Pandangan Dewan itu tentu berdasarkan Tatib No. 1 Tahun 2020 tentang Tata Tertib DPRD Indramayu, pasal 73 ayat (2): Dalam hal Bupati berhalangan hadir untuk memberikan penjelasan sebagaimana dimaksud pada ayat (1) huruf a, Bupati menugaskan pejabat terkait untuk mewakili. Pasal 74 ayat (4): Pandangan DPRD sebagaimana dimaksud pada ayat (3), dijadikan bahan untuk DPRD dalam pelaksanaan fungsi pengawasan dan untuk Bupati dijadikan bahan dalam penetepan pelaksanaan kebijakan.

Pada fakta dan realitasnya di paripurna yang digelar Jumat (11/2/2022), Bupati tidak hadir, dan Setda mewakilinya dengan membacakan jawaban dan atau penjelasan atas pertanyaan Dewan, lalu Dewan keberatan dan atau menolak penjelasan Setda dengan alasan, Setda tidak punya kewenangan untuk menjawab pertanyaan Dewan, tetapi hanya sebatas membacakan jawaban Bupati yang harus dibacakan Setda.

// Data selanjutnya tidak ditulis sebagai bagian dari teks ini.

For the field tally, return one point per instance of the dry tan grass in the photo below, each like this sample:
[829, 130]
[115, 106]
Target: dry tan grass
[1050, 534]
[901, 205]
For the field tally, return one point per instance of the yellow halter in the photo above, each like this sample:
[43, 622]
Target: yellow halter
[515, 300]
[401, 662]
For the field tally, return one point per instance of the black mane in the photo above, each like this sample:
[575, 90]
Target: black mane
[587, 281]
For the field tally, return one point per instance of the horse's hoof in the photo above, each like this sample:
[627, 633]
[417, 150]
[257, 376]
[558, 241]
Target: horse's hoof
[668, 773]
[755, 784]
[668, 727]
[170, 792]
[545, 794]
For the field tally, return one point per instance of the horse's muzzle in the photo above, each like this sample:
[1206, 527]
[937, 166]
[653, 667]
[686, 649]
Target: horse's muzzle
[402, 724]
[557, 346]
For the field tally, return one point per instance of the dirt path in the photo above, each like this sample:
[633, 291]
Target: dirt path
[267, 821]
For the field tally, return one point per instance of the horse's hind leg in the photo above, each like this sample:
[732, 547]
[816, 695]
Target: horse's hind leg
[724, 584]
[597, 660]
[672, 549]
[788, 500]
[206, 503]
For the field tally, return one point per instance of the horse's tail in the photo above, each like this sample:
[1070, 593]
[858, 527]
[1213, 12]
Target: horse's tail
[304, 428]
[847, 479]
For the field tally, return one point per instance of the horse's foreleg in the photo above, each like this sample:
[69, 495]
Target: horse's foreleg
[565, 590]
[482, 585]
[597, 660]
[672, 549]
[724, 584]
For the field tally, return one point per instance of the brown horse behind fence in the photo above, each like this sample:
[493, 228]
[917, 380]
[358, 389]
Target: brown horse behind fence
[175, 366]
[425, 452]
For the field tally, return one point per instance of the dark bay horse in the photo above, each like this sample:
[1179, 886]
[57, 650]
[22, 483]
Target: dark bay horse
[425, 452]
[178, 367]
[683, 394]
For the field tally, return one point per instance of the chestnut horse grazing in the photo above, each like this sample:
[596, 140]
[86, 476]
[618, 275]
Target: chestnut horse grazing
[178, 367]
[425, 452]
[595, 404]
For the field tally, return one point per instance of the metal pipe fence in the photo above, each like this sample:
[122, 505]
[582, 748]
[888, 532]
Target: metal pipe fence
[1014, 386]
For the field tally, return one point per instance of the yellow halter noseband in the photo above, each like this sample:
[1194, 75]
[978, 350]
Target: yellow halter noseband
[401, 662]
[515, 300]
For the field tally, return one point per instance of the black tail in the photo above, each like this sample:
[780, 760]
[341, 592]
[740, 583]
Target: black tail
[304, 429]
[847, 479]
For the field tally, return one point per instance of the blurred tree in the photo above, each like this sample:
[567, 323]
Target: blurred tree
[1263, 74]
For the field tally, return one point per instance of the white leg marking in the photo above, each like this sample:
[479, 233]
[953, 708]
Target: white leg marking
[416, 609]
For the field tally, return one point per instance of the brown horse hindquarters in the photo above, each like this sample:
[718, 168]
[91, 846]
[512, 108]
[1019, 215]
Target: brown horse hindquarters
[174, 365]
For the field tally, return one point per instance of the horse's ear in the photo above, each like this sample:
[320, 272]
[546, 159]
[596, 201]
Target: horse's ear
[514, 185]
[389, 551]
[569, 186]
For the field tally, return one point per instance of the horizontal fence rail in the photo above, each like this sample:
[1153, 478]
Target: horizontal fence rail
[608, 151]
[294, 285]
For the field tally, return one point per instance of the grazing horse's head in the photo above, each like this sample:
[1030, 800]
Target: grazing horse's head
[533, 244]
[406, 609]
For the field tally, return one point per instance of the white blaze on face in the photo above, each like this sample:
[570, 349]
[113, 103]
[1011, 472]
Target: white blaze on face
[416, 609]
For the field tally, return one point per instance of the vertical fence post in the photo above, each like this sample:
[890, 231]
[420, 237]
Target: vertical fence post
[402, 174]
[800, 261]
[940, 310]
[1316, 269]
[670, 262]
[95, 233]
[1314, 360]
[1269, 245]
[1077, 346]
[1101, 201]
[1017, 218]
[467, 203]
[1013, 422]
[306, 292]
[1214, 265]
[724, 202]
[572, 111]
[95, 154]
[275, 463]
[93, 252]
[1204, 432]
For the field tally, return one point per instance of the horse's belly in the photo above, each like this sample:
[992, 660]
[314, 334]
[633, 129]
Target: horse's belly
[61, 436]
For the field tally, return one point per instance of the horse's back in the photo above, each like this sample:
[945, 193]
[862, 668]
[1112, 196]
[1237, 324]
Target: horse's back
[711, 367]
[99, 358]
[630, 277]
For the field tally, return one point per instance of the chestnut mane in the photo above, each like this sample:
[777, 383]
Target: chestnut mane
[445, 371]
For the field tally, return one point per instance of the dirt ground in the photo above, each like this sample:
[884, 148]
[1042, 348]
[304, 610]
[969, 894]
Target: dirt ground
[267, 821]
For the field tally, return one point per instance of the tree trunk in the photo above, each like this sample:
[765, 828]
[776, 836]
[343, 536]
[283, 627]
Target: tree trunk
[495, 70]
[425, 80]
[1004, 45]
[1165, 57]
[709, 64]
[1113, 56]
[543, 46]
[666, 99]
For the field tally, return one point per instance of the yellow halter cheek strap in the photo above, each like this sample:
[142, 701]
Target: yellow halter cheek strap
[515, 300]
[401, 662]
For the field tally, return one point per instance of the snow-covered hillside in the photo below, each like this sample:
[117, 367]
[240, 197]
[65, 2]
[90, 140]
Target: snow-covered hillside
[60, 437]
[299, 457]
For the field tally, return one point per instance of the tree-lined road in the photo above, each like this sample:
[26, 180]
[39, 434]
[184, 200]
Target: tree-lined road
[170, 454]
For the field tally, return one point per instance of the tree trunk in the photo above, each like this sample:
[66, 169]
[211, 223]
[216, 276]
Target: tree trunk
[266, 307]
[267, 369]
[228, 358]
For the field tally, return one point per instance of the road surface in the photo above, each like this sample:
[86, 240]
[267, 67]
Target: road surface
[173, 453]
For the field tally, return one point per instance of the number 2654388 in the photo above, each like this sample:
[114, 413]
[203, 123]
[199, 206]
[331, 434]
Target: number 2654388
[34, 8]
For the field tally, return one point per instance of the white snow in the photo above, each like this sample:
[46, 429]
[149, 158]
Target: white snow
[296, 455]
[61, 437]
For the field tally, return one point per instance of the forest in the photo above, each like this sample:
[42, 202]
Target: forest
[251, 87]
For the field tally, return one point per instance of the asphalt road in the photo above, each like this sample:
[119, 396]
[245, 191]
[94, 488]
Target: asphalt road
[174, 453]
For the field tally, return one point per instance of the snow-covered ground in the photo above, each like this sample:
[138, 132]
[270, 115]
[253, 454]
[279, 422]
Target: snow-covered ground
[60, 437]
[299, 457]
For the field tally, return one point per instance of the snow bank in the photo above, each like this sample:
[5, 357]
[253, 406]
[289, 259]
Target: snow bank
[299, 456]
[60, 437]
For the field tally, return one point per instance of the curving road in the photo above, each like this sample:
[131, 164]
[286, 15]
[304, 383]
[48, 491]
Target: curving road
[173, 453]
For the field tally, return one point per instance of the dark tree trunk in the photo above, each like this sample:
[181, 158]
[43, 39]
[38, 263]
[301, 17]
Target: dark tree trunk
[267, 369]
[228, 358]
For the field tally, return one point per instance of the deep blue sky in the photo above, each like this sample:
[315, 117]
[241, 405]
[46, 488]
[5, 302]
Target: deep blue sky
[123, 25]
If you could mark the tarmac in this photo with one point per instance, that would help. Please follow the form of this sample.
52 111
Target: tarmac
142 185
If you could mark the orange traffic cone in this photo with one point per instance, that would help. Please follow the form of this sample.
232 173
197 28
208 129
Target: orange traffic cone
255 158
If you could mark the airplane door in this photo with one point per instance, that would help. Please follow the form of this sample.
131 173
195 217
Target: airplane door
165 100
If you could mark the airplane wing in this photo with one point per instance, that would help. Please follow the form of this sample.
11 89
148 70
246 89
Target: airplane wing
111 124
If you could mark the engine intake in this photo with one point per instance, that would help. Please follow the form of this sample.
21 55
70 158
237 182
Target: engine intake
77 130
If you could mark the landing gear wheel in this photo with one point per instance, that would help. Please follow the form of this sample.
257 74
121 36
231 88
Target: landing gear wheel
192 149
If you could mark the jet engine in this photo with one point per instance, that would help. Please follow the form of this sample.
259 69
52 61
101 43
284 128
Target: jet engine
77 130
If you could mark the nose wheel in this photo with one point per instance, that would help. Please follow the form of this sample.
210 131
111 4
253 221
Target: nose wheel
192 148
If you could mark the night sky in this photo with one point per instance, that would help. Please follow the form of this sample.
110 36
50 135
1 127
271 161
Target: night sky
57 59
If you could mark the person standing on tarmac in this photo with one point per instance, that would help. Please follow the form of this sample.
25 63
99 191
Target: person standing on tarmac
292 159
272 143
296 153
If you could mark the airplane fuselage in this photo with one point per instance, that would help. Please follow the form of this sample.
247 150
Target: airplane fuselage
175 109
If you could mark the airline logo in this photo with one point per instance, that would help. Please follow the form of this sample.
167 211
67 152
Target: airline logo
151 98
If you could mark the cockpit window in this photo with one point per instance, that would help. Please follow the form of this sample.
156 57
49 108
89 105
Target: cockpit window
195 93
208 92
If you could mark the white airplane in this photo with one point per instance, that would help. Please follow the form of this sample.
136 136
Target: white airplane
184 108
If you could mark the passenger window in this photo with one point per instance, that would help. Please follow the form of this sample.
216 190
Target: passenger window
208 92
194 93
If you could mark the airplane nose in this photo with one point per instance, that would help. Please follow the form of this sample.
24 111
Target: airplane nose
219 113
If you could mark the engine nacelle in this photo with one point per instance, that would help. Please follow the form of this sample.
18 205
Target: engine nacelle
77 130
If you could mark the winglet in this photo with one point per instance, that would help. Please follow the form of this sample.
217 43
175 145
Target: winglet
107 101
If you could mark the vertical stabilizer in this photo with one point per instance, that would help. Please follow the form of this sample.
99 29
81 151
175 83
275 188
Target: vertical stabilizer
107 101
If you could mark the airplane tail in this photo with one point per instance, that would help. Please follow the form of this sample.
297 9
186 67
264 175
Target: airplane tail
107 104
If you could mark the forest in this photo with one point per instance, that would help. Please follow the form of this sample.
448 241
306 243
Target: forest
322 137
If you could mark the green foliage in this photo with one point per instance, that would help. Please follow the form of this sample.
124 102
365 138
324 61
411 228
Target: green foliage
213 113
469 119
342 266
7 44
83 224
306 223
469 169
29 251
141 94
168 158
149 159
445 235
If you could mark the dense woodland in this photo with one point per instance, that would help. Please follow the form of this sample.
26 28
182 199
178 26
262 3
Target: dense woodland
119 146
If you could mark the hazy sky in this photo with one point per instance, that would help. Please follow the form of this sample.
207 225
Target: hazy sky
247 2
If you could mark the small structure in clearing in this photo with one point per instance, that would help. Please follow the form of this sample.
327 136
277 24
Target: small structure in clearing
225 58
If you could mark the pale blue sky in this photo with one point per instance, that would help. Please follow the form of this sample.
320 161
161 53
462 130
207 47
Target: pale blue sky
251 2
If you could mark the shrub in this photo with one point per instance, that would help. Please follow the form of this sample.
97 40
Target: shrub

Dewan menjadi tidak konsisten, ketika menafsirkan pasal Hak Interpelasi, bahwa Bupati (boleh) mewakilkannya dan atau pendelegasikan ke pejabat terkait, dalam hal ini Setda sebagai juru bicara Bupati atau sebagai pejabat yang ditugaskan Bupati untuk menjawab pertanyaan Dewan, tetapi kemudian Setda dikatakan tidak mempunyai kewenangan untuk menjelaskan atau menjawab pertanyaan Dewan.

Jika tafsir para anggota Dewan membolehkan diwakilkan, bukan hanya dalam pengertian physically, tetapi juga mewakili Bupati dalam memberikan jawaban dan atau penjelasan atas pertanyaan Dewan, seharusnya Setda diperbolehkan. Tidak bisa ditolak, sekalipun itu yang menyangkut hal subyektivitas hak prerogatif Bupati.

Jika saja Dewan menafsirkan pasal Hak Interpelasi Dewan, bahwa hanya Bupatilah yang berhak memberikan keterangan, jawaban atau penjelasan atas pertanyaan Dewan, maka Setda sebagai bawahan Bupati tidak diperbolehkan atau tidak berhak menjawab atau memberikan penejalasan atas pertanyaan Dewan.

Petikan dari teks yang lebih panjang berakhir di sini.